Meine Hausnachbarn waren zum größten Teil friedfertiger - außer ein Pärchen aus der Ukraine, das sich wochenends Landsleute einlud und die Parties nicht selten mit Streitereien und dem Besuch von zwei oder mehr Beamten in Grün endete.
Ein anderes - arbeitsloses - Pärchen dagegen war eigentlich harmlos. Nur dass sie nächtens ihre leeren Flaschen in den Glascontainer warfen, und das waren nicht wenige. Nächtens, vermute ich mal, weil es ihnen tagsüber wohl unangenehm gewesen wäre. Wenn man ihnen begegnete waren sie freundlich, aber ihre Körperhaltung schien auf eine abweichende innere Seelenlage schließen zu lassen. Leider waren deren Besucher häufig nicht so diskret. Einmal durch lautes Poltern geweckt, musste ich einen stark angetrunkenen Mann im Treppenhaus einsammeln, der blutend mit seiner Plastiktüte in den Scherben seiner Vodkaflasche lag. Im Dunkeln betrunken - ohne freie Hände - eine Treppe zu erklimmen, war offensichtlich nicht eines seiner größten Talente. Irgendwann fand ich heraus, dass er zu dem Pärchen ein Stock höher gehörte und konnte ihn in deren Obhut übergeben.
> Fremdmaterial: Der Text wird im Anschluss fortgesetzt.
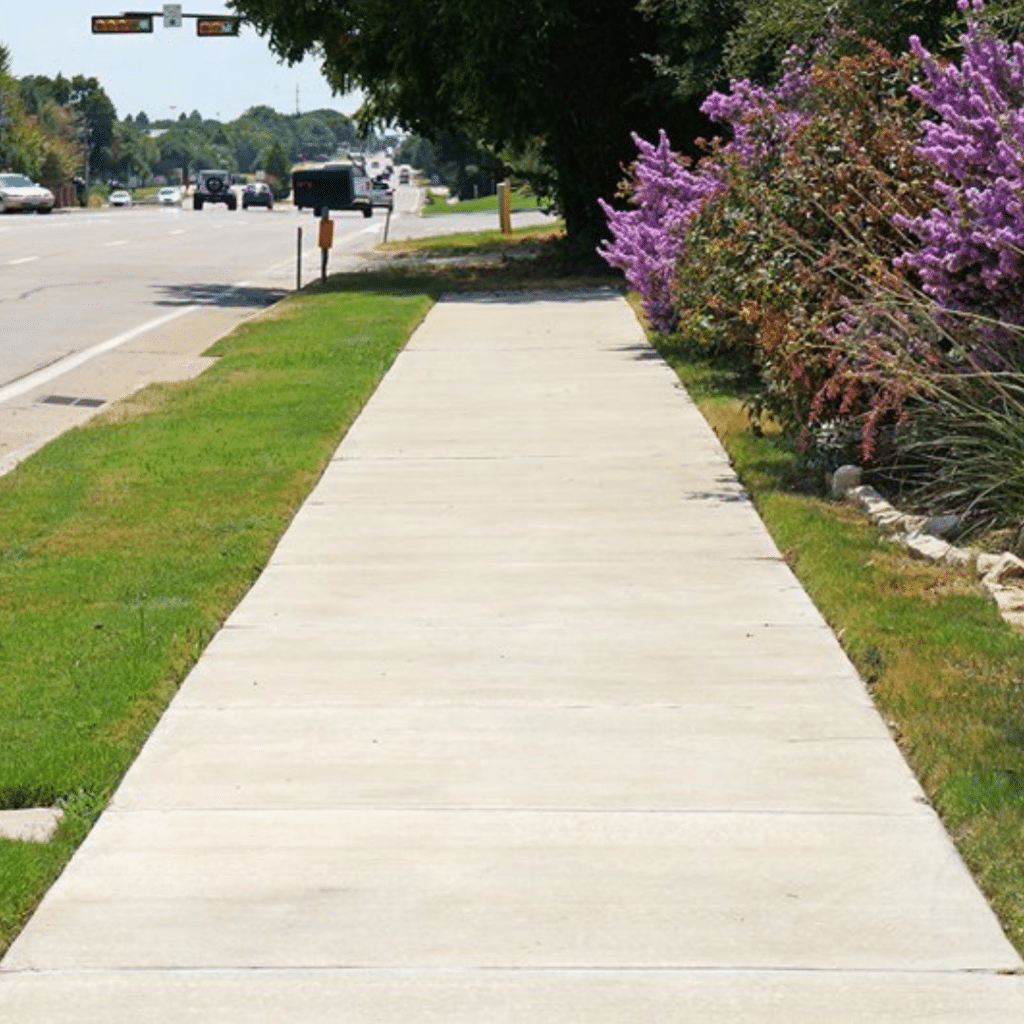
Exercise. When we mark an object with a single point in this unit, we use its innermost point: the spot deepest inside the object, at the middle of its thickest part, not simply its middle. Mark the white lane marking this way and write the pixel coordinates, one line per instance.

Eine Familie aus Polen fiel auch häufig durch lautes Streiten auf. Der Mann lief ab und zu durchs Haus und schnorrte Geld bei den Nachbarn - seine Frau sei gerade unterwegs... Wenn ich mich recht erinnere, bekäme ich eigentlich noch zehn Euro. Ende vom Lied war, dass er irgendwann sogar Hausverbot bekommen hat.
Kurz bevor ich auszog, bekam ich eine neue Nachbarin, die eine Etage tiefer einzog. Die erste Kontaktaufnahme war, als sie im Dunkeln, eingepisst vor ihrer Tür stand und den Schlüssel nicht ins Schloss bekam. Ich habe natürlich geholfen. Die Kornflasche, die sie dabei hatte, lag noch drei Tage später im Hausflur.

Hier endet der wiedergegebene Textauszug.